Animals that is! I have completely lost my marbles, I accept that! Two days ago I took the kids to Petsmart to get some doggie supplies and Richnightder spied with his little eye, the damn guinea pigs. He looked at them, talked about how cute they were and then dropped the bomb. "Mom, I want one" is what he said to me. I promptly told him no that they were just too darn expensive. OK, I know I lied about that, but desperate times call for desperate measures.


Being the smart little kid he is, he bent down, carefully studied the price tag and when he stood back up, looked me straight in the eye and informed me he had more than enough money to buy one himself. $29.99 does seem to be a lot for a rodent, but seeing as he had saved his birthday money, how could I refuse the kid.
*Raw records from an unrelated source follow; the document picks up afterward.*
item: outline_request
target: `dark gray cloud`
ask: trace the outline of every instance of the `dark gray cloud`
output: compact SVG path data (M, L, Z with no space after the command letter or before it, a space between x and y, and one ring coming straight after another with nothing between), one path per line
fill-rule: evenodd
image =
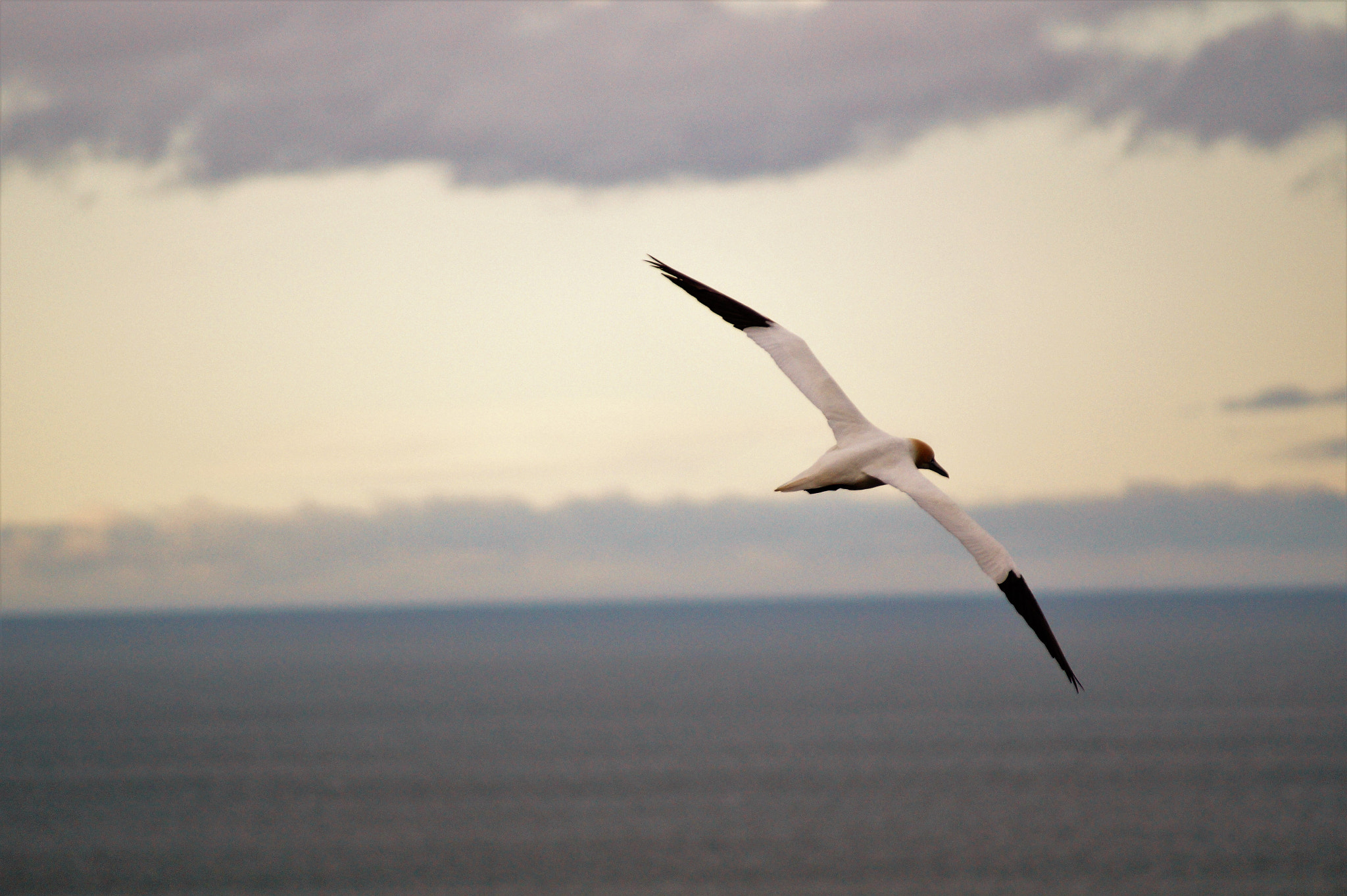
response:
M210 183L399 161L463 182L807 170L950 122L1072 106L1277 145L1344 118L1344 36L1273 17L1179 62L1070 51L1118 3L0 5L8 160L176 159Z
M1138 487L974 509L1049 587L1339 581L1347 498ZM187 507L0 530L7 609L990 589L907 502ZM994 593L994 592L993 592Z
M1230 398L1220 406L1226 410L1300 410L1324 405L1347 404L1347 386L1311 391L1300 386L1273 386L1250 398Z

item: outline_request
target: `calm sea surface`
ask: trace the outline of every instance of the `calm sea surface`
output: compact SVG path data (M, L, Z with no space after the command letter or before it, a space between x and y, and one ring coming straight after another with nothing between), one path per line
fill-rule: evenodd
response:
M0 892L1343 893L1344 601L11 619Z

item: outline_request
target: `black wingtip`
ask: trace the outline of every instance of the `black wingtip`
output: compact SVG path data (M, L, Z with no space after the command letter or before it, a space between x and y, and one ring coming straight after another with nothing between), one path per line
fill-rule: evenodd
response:
M1056 635L1052 634L1052 628L1048 626L1047 616L1043 615L1043 608L1039 607L1039 601L1034 599L1033 592L1029 591L1028 583L1025 583L1024 576L1012 570L1005 581L999 583L997 588L1001 593L1006 596L1014 611L1029 623L1029 628L1033 634L1039 636L1043 646L1048 648L1048 655L1057 661L1057 666L1067 674L1067 681L1071 686L1080 693L1080 679L1076 674L1071 671L1071 663L1067 662L1067 655L1061 652L1060 644L1057 644Z
M753 311L748 305L734 301L723 292L711 289L704 283L699 280L692 280L686 273L669 268L667 264L656 258L655 256L647 256L645 264L651 265L661 274L668 277L675 287L692 296L703 305L718 313L726 323L737 330L748 330L749 327L770 327L772 320L764 318L758 312Z

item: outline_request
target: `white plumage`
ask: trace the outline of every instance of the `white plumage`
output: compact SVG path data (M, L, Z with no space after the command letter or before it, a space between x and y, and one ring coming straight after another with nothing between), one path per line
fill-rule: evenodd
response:
M861 490L888 483L905 492L973 554L982 572L1005 593L1010 605L1057 661L1067 679L1080 690L1080 682L1071 671L1039 601L1025 584L1024 576L1016 569L1010 553L919 472L931 470L948 476L936 463L929 445L920 439L890 436L866 420L804 340L781 324L653 257L649 258L649 264L703 305L742 330L749 339L772 355L781 373L823 412L828 426L832 428L836 444L823 452L812 467L780 486L777 491Z

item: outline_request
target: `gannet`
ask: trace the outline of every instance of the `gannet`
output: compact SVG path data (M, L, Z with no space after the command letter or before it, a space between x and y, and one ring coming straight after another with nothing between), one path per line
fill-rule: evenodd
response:
M921 510L935 517L938 523L948 529L950 534L963 544L973 558L978 561L982 572L997 584L1016 612L1029 623L1029 628L1048 648L1048 654L1057 661L1061 671L1067 673L1067 681L1076 689L1076 693L1080 692L1076 674L1071 671L1071 665L1061 652L1061 647L1057 646L1057 639L1052 634L1043 609L1039 608L1039 601L1029 591L1029 585L1025 584L1024 576L1016 568L1014 560L1010 558L1010 553L948 495L917 472L919 470L929 470L946 479L950 478L944 467L936 463L931 445L920 439L890 436L866 420L846 397L842 387L836 385L836 381L823 369L804 340L781 324L687 274L674 270L653 256L647 257L647 264L765 348L781 373L827 418L836 444L824 451L812 467L779 486L777 491L807 491L814 495L839 488L853 491L874 488L888 483L905 492L917 502Z

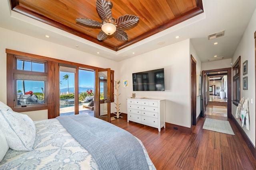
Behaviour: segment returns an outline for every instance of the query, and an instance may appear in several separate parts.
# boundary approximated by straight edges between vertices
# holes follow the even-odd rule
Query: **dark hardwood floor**
[[[232,135],[203,129],[206,117],[228,120]],[[256,170],[256,161],[231,119],[207,115],[201,117],[193,133],[158,129],[124,117],[111,123],[142,141],[157,170]]]

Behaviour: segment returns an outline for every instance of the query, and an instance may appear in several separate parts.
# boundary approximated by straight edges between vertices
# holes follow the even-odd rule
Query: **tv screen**
[[[164,68],[132,73],[133,91],[164,91]]]

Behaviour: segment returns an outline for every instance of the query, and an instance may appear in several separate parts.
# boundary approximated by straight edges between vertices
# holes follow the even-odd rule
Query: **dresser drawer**
[[[128,104],[134,104],[134,100],[131,100],[130,99],[127,100],[127,103]]]
[[[133,109],[128,109],[128,113],[141,115],[141,111],[140,110],[136,110]]]
[[[158,114],[157,113],[151,112],[151,111],[143,111],[141,112],[141,115],[146,116],[149,116],[152,117],[158,118]]]
[[[141,103],[141,101],[140,100],[134,100],[134,104],[138,104],[140,105],[140,104]]]
[[[129,113],[128,114],[129,120],[132,121],[141,121],[141,115],[136,114]]]
[[[158,102],[157,102],[150,101],[149,103],[150,106],[158,107]]]
[[[141,121],[154,126],[158,126],[158,119],[147,116],[141,116]]]
[[[158,107],[146,106],[142,106],[141,110],[145,111],[153,111],[154,112],[158,112]]]
[[[148,106],[149,104],[148,101],[141,101],[141,105],[142,106]]]
[[[141,106],[139,105],[136,105],[135,104],[128,104],[128,109],[138,109],[139,110],[140,110],[141,109]]]

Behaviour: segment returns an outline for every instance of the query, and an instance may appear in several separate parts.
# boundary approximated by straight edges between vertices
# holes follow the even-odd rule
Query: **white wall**
[[[248,61],[248,73],[243,75],[242,67],[241,66],[240,82],[240,92],[241,97],[245,99],[248,98],[249,116],[250,120],[250,131],[246,130],[245,126],[243,129],[245,132],[251,142],[255,146],[255,49],[254,39],[254,33],[256,31],[256,10],[252,15],[250,22],[235,52],[232,62],[234,63],[239,56],[241,56],[241,65],[245,61]],[[243,90],[242,86],[243,78],[248,76],[248,90]],[[253,103],[250,102],[251,99]],[[235,117],[236,107],[232,105],[232,114]],[[239,119],[236,121],[241,125]]]
[[[128,80],[128,87],[118,89],[120,111],[127,113],[126,98],[136,97],[166,99],[166,121],[191,127],[190,64],[189,39],[128,59],[118,63],[121,83]],[[133,73],[164,68],[164,92],[133,92]]]
[[[118,76],[117,63],[0,27],[0,101],[6,104],[6,49],[28,53],[103,68],[110,68]],[[111,112],[115,112],[114,104]],[[47,117],[47,110],[24,113],[38,120]],[[34,113],[35,113],[34,114]],[[42,115],[43,115],[42,116]]]
[[[231,59],[202,63],[202,70],[210,70],[231,67]]]

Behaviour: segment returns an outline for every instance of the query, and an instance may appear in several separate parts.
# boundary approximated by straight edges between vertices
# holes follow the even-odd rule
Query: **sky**
[[[18,60],[17,69],[22,70],[22,63],[21,60]],[[28,71],[34,71],[44,72],[44,70],[43,63],[25,61],[24,64],[24,70]],[[78,72],[79,86],[88,88],[88,89],[93,90],[94,86],[94,75],[93,71],[80,69]],[[68,88],[68,80],[64,80],[63,76],[65,74],[69,75],[68,78],[68,84],[69,88],[74,89],[74,73],[60,72],[60,88],[62,89]],[[42,92],[42,88],[44,89],[45,84],[44,82],[38,81],[24,81],[25,91],[27,92],[32,91],[34,92]],[[17,80],[17,91],[22,91],[22,81]],[[70,90],[70,92],[72,92]]]

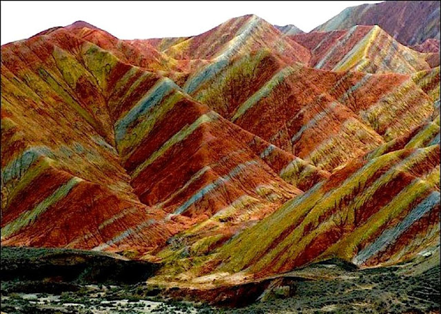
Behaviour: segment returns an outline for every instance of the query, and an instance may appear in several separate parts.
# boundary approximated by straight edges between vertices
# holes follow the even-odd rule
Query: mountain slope
[[[401,45],[378,26],[356,25],[291,38],[311,50],[309,65],[316,69],[411,74],[430,68],[423,54]]]
[[[274,27],[286,35],[295,35],[296,34],[302,34],[305,32],[292,24],[285,25],[285,26],[275,25]]]
[[[362,4],[347,8],[314,30],[346,30],[356,25],[378,25],[407,45],[422,43],[431,38],[440,39],[440,2],[387,1]]]
[[[228,229],[328,176],[74,34],[2,47],[2,243],[152,250],[236,199],[251,203]]]

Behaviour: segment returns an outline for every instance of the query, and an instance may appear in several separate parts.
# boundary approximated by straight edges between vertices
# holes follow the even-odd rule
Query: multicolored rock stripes
[[[128,251],[203,283],[439,246],[439,63],[379,26],[285,30],[76,22],[2,46],[2,244]]]

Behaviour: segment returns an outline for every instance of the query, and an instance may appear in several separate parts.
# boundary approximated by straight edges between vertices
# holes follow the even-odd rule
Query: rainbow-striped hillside
[[[439,27],[338,17],[3,45],[1,244],[128,252],[203,287],[435,251]]]

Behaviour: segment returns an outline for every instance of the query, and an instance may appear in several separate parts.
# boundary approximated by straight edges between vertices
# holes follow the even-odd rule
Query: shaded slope
[[[1,75],[5,244],[145,251],[237,198],[258,220],[301,193],[279,173],[302,160],[65,29],[2,47]]]
[[[399,43],[377,25],[291,38],[311,50],[309,65],[317,69],[411,74],[430,67],[424,54]]]
[[[438,239],[438,155],[432,145],[352,163],[223,247],[218,271],[268,275],[329,257],[368,265],[412,256]]]
[[[196,73],[187,83],[195,99],[326,170],[406,133],[435,109],[409,76],[287,66],[267,50],[209,75]]]
[[[440,3],[388,1],[347,8],[314,30],[345,30],[356,25],[378,25],[408,45],[422,43],[430,38],[440,39]]]
[[[275,25],[274,27],[286,35],[295,35],[296,34],[302,34],[305,32],[297,26],[292,24],[285,25],[285,26],[278,26]]]
[[[267,48],[290,62],[307,62],[307,49],[286,40],[273,25],[256,15],[231,19],[201,35],[168,48],[164,52],[176,59],[228,60],[233,55]]]

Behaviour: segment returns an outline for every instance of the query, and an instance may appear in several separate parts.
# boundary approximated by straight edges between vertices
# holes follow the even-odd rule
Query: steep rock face
[[[435,71],[429,77],[423,88],[436,90]],[[265,51],[236,59],[193,90],[225,118],[327,171],[418,125],[435,101],[407,76],[291,67]]]
[[[385,13],[387,12],[387,13]],[[400,43],[412,45],[440,39],[440,2],[396,1],[347,8],[314,31],[349,29],[356,25],[378,25]]]
[[[430,67],[424,54],[399,43],[378,26],[356,25],[291,38],[311,50],[309,65],[316,69],[411,74]]]
[[[254,15],[3,45],[1,243],[130,250],[198,282],[407,260],[439,245],[434,55],[378,26],[289,35]]]
[[[331,257],[390,264],[435,245],[439,151],[434,145],[352,163],[223,247],[215,269],[267,275]]]
[[[413,45],[411,48],[420,52],[436,53],[440,51],[440,39],[429,38],[422,43]]]
[[[286,35],[295,35],[296,34],[302,34],[305,32],[292,24],[285,25],[285,26],[275,25],[274,27]]]
[[[252,203],[229,213],[240,225],[329,176],[283,178],[306,163],[79,26],[2,47],[5,244],[154,250],[236,199]]]
[[[234,55],[267,48],[288,62],[307,63],[307,49],[280,34],[280,31],[260,17],[245,15],[173,45],[164,52],[176,59],[226,61]]]

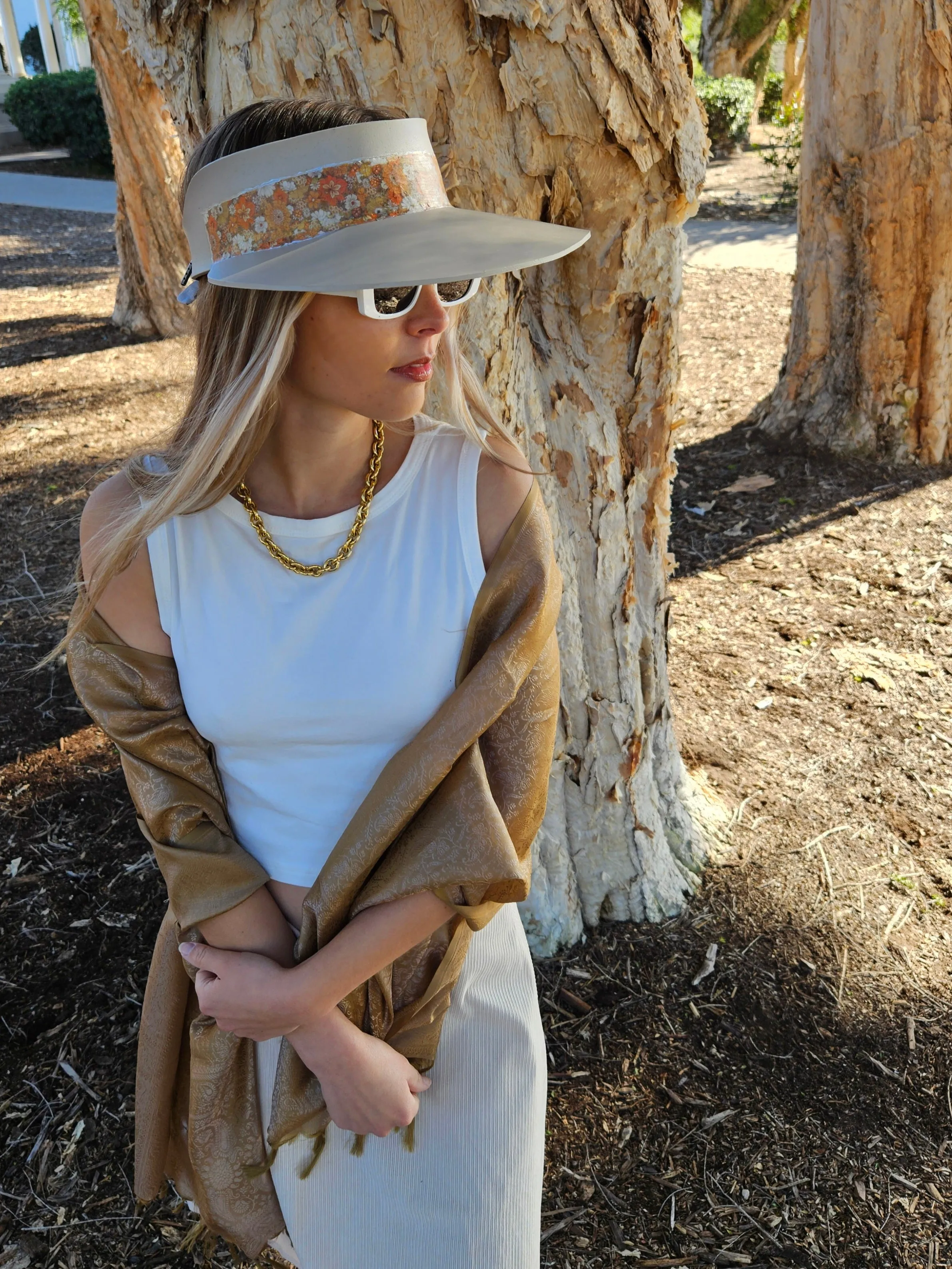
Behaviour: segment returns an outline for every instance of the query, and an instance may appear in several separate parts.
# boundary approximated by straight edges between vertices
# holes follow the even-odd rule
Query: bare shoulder
[[[512,442],[490,437],[489,445],[499,456],[499,461],[482,454],[476,480],[480,547],[487,569],[526,501],[533,480],[526,456]]]
[[[109,529],[136,505],[137,495],[119,472],[98,485],[86,499],[80,518],[83,576],[90,577],[103,557]],[[109,581],[96,602],[96,612],[119,638],[143,652],[171,656],[171,642],[161,627],[155,598],[149,548],[142,544],[129,565]]]

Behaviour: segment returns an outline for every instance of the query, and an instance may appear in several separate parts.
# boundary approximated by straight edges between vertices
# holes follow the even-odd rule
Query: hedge
[[[79,162],[112,168],[109,129],[91,69],[15,80],[4,110],[29,145],[66,146]]]
[[[711,79],[699,71],[694,76],[694,90],[707,110],[707,135],[715,154],[730,154],[737,142],[748,138],[757,85],[737,75]]]
[[[783,100],[783,75],[779,71],[768,71],[764,79],[764,95],[758,110],[760,123],[772,123],[776,112]]]

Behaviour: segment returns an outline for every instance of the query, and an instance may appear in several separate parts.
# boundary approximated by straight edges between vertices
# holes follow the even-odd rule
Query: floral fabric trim
[[[360,159],[248,189],[208,209],[212,259],[246,255],[388,216],[449,207],[434,155]]]

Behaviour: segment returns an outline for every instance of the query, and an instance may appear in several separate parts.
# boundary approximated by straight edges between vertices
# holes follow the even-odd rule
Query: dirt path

Besides, he waters the horses everyday and cleans up all the dog poop in the yard. He does those tasks without me having to nag, so I really couldn't come up with viable reason to deny him. Besides, guinea pigs are cute!


In some ways I feel this is Karma coming back to bite me in the butt. Years ago I bought each of my nephews, Michael and Ryan guinea pigs that seemed to live FOREVER, much to my sisters dismay. This time I have no one to blame but myself. I'm a softy and an animal lover so when Richnightder goes to bed tonight, I will sneak into his room, open Cochon's (Creole for pig....cute name, huh) door on his cage and play with him awhile.


Welcome home Cochon. You are now the only guinea pig in our household and you join the animal ranks of 9 horses, 5 dogs, 4 cats, 2 bunnies and last, but not least....one guinea pig.